Santo ISD to consider volleyball; Progress coming is a new four-classroom wing

Jan. 24—SANTO — School trustees appear likely to decide whether to add volleyball to their sports roster next fall, after results of multiple surveys of students and parents prompted the Santo superintendent on Thursday to announce the question will be on an upcoming meeting agenda.

“We’re targeting February for an action item to make that decision,” Superintendent Greg Gilbert said, after Athletic Director Devon Mann reported the results of the surveys.

Gilbert said there would be two questions to answer in order to hire a Coach and start a program at the 2A district. The first was a basic, yes or no to the girls team sport.

“And, if yes, what is our phase-in going to be?” they added.

That is, would the sport start in junior high grades and work its way up year by year, or take some other path towards a varsity squad taking the floor in UIL competitions.

“That makes more sense, to start in the junior high,” Board President Amy Bryan said. “But we’ve got to (have enough interest to) make a team.”
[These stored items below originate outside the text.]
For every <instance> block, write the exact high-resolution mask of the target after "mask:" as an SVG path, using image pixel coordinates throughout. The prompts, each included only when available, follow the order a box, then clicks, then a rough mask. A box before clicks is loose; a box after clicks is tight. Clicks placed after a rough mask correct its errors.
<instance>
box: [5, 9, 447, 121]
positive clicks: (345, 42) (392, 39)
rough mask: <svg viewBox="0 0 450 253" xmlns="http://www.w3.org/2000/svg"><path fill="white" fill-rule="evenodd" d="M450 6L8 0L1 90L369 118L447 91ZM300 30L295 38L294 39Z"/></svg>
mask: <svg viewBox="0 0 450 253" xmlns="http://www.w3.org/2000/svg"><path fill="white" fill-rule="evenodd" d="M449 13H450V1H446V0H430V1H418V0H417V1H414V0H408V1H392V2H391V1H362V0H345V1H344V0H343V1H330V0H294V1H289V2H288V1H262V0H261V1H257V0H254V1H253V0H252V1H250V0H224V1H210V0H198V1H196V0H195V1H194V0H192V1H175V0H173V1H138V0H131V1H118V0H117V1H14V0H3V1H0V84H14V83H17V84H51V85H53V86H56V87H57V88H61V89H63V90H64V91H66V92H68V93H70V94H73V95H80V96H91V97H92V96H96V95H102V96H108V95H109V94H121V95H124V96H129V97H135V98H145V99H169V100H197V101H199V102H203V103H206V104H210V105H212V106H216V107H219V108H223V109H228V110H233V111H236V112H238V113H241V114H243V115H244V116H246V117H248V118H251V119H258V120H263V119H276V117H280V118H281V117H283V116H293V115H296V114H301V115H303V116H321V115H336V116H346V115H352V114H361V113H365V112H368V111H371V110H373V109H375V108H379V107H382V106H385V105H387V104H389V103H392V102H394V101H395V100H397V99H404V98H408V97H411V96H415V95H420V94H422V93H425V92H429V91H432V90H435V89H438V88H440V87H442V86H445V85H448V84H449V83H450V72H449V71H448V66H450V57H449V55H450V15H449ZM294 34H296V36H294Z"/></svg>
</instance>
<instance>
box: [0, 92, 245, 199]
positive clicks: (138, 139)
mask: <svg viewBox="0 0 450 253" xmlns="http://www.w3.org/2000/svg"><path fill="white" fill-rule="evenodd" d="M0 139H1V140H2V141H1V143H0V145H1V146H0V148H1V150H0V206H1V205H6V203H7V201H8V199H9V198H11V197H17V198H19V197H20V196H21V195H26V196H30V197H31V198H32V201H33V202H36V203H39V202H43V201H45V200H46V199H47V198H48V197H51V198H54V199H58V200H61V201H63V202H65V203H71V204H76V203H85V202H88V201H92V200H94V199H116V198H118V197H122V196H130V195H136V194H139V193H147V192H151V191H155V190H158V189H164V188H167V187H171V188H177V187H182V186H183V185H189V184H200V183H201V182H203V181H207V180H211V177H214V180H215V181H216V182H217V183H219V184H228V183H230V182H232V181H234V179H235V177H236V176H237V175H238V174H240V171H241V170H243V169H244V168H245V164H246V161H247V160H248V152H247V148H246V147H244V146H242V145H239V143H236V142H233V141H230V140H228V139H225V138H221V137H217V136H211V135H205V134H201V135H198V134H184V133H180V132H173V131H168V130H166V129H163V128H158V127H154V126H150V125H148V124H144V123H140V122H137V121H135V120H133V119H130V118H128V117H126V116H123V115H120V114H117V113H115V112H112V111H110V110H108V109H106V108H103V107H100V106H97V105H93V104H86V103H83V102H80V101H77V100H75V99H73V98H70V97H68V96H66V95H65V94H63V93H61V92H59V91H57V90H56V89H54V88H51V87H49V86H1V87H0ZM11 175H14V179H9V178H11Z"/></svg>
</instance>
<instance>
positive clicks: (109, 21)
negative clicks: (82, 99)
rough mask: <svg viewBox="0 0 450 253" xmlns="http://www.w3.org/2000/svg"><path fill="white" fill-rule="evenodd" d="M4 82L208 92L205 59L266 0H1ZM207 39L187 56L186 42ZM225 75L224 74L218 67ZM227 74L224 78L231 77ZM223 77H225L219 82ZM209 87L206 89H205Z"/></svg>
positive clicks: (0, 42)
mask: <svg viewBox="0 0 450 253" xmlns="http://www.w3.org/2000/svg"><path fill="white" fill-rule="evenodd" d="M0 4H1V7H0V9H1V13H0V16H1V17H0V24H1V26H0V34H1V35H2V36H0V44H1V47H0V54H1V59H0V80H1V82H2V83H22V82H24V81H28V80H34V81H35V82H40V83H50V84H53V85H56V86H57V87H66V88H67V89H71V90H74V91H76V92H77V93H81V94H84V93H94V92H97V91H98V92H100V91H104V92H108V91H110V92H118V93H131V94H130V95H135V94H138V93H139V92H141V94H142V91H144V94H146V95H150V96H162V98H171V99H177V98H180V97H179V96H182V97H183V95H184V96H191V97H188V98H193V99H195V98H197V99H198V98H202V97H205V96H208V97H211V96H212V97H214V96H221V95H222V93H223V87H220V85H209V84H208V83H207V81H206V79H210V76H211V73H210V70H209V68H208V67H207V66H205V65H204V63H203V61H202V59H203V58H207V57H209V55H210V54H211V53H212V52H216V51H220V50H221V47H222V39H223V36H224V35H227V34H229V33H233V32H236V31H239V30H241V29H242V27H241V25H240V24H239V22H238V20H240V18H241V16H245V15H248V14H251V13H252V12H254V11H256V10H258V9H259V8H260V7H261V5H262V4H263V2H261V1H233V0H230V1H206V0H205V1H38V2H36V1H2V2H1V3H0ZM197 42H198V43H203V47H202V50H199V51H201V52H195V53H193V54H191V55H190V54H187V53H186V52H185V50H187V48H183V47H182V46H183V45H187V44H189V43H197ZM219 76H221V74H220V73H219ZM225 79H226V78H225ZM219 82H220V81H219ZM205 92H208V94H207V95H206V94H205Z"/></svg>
Of 130 female students surveyed from sixth through 12th grades, 74 said they’d sign up for the sport. That included 61 already in some sport as well as 29 band members who said they’d march and spike.

Thirty-nine positive responses came from parents, with three negative responses. Mann said a “no” response from parents did not indicate opposition to a volleyball program, only that their girls would not participate.

He also noted that some of those 39 responses included parents with more than one girl in question.

“It is a family commitment,” Mann said, before Gilbert added the district would also have to go all in.

“You can’t go out and look for a volleyball coach and next year say, ‘Hey. It didn’t work out.’ And they’ve moved a family here,” the superintendent said.

He added that any volleyball coach the district hired would also teach academic courses. Gilbert also said he was answering another common question he’s heard as he assured the board a volleyball program would not reduce finances to other Santo sports.

Just whom a Lady Cats team would compete against was not pondered in Thursday’s discussions. Of the six other schools in Santo’s District 8-2A football division, Chico, Collinsville and Lindsay offer volleyball alongside football. Celeste, Muenster and Era do not, a chart by Mann indicated.

Before Thursday’s meeting, Gilbert walked arriving trustees through a new Classroom wing that’s under construction.

“We’re creating a hall with fourth grade and fifth grade classrooms,” he said, standing in a hall connecting the four classrooms that’s wide enough it will double as “a Collaborative space.”

Built with $1.4 million from the district’s fund balance, the project will be completed without asking additional help from taxpayers.

Gilbert said it is on pace for completion by May. Crews will move desks and other interior components into the wing, on the elementary’s east end, during the summer.

“And we’ll be here next year,” they said.

During Thursday’s meeting, architect Mark Canterbury updated the board on blending colors of the bricks to ensure they match the standing building. He also said he is looking at canopy options to recommend.

Gilbert later told the board a state grant is allowing the district to place bullet resistant film over windows in the new extension and other windows in the district. The $200,000 grant was announced by the Texas Education Agency on Jan. 4 and is available to all districts, they said.

Bullet resistant film does not stop a bullet, of course, but it has been shown to prevent impacted glass from spraying spall, tiny glass shards, into a classroom, according to filmsandgraphics.com. It also significantly lengthens the time it takes an intruder to break through a window to gain entry.

Santo also will use some of that money to raise the fence at the elementary field for added security, Gilbert said, and the district is looking at card-readers for exterior doors.

“This grant is in place for two years,” he said. “And I guarantee you it will be extended.”

The need for space in the growing district — nearly 100 new students have arrived in the past three years — is also launching discussions of a bond issue to put to Voters in November.

The student population as of Thursday was 552.

“We’re maxed out of space,” Gilbert said. “And I don’t see us going backwards on kids.”

They said trustees would need to formally call the bond election by mid-August to satisfy election law to hold the vote in November.

Finally, the board will get a look next month at a new band uniform being proposed by director Mark Belding to replace the 10-year-old suits the students now wear.

Belding brought a slide of the green-and-white uniform, with a silver-and-white flap dividing the chest diagonally that the trustees appeared to favor. The dominant colors were the “Santo green” top and jet black pants with no leg stripe.

“I think we need to get the ball rolling,” board member Philip Colvin said, after Belding said the Fred J. Miller uniform company needed the order to be placed by “February at the latest.”

The director also said the uniforms are machine washable, a rarity for band uniforms which traditionally require dry cleaning. They also said the company will “keep our prototype” for when replacement suits are needed.

The uniforms are $60 each including shipping, he said. Gilbert added that some community members have donated to the band and would support using the money for uniforms.

“The (old) uniform is looking outdated,” they said. “It doesn’t have to be this year, but we’re getting pretty close.”